# Spears 1" Heavy Duty Gate Valve



## TankCla (Dec 31, 2010)

Anyone uses Spears 1" Heavy Duty Gate Valve for main drain?
I am curious if it fits the 1" pvc pipe. All gate valves I saw so far are made in metric system and they don't fit 1" white pvc pipe from HD, made in imperial system.
Also, looks like it's threaded not slip.

http://www.jlaquatics.com/phpstore/store_pages/product-info.php?product_ID=pl-gv1


----------



## nc208082 (Jun 27, 2013)

I ordered a regular gate valve from spears through reef supplies and it fits the regular 1" pvc fine. I dont see too much of a difference in the heavy duty and the regular one. Plus reef supplies is cheaper and you can get slip or threaded.
Hth


----------



## TankCla (Dec 31, 2010)

Thanks!
Placed an order now.


----------



## rickcasa (Dec 7, 2011)

+1 RS valves are the perfect match for HD pipes.
Let me know if you need a1.5" spears.
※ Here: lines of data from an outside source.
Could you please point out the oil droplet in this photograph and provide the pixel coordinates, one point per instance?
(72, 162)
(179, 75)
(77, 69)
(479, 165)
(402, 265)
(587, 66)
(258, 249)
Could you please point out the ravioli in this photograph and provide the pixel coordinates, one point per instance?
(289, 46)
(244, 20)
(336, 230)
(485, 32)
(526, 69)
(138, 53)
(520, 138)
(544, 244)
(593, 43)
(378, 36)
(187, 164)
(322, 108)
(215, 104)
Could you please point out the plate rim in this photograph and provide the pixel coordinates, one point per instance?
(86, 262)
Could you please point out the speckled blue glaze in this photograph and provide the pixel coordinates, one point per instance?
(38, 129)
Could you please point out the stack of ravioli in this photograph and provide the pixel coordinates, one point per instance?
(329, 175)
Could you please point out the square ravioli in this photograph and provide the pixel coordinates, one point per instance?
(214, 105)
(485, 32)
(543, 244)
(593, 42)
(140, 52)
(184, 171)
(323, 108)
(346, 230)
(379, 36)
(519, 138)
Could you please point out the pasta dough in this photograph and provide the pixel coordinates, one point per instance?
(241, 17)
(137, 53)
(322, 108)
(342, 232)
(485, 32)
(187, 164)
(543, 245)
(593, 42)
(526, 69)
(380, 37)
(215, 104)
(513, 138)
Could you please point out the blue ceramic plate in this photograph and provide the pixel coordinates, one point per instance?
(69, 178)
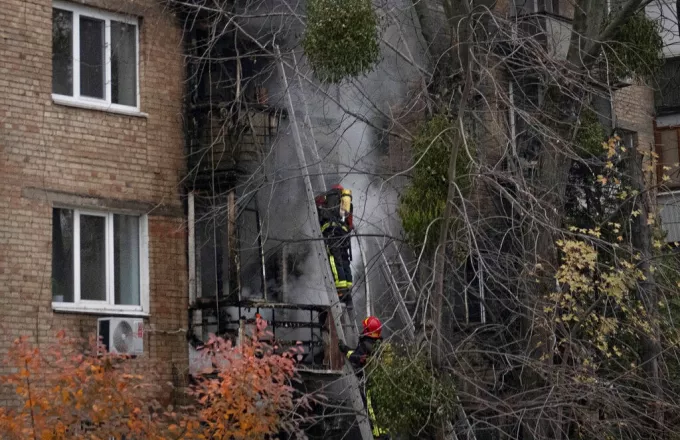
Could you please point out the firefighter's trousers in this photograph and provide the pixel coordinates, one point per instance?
(339, 261)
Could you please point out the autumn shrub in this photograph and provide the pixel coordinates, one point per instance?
(248, 393)
(70, 393)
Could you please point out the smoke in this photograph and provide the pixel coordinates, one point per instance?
(348, 123)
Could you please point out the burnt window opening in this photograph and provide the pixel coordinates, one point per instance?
(468, 305)
(527, 100)
(212, 248)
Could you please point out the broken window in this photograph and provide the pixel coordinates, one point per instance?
(468, 305)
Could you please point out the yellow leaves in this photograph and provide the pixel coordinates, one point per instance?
(590, 289)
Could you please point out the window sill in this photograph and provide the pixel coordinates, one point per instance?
(69, 308)
(109, 108)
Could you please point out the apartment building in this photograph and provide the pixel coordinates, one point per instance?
(91, 162)
(667, 119)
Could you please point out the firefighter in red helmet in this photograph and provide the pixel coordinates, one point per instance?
(370, 338)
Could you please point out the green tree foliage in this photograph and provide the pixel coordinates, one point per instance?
(341, 38)
(636, 49)
(424, 200)
(404, 391)
(590, 135)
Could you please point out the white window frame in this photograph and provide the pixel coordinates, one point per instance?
(109, 306)
(88, 102)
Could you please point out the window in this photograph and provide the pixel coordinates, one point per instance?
(94, 58)
(469, 301)
(668, 149)
(99, 261)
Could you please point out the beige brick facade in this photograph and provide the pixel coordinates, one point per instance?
(89, 155)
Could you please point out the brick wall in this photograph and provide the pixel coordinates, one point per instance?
(634, 110)
(44, 146)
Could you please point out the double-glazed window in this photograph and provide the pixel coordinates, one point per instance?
(94, 57)
(99, 260)
(668, 149)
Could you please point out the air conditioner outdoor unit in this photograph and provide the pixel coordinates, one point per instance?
(121, 335)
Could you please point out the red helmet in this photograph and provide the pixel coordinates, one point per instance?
(372, 327)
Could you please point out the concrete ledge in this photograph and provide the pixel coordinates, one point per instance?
(85, 201)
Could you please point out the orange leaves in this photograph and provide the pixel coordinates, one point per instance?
(250, 395)
(69, 393)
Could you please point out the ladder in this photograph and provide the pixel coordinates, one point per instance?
(318, 247)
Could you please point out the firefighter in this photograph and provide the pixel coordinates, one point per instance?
(368, 342)
(335, 210)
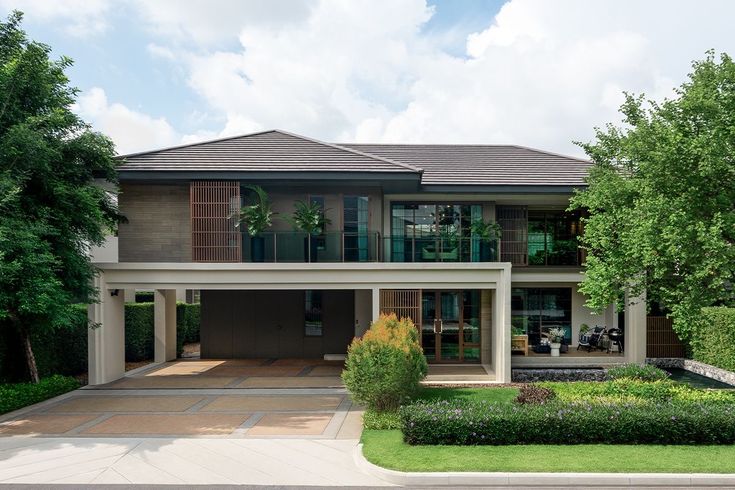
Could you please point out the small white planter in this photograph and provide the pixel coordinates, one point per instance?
(555, 346)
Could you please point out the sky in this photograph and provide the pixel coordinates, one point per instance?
(538, 73)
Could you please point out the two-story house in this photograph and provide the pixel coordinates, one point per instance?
(402, 236)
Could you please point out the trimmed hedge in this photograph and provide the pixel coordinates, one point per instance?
(631, 391)
(714, 341)
(64, 350)
(641, 372)
(19, 395)
(477, 423)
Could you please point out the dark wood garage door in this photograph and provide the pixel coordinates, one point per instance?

I have 1 left from my build.


----------



## TankCla (Dec 31, 2010)

My drain is 1". Sorry!


----------



## TankCla (Dec 31, 2010)

nc208082 said:


> I ordered a regular gate valve from spears through reef supplies and it fits the regular 1" pvc fine. I dont see too much of a difference in the heavy duty and the regular one. Plus reef supplies is cheaper and you can get slip or threaded.
> Hth


I just installed the gate valve from RS. 
Wow! I say wow! Took me 1 min to get the right flow. Super easy compared to crapy ball valve.

Thanks guys!


----------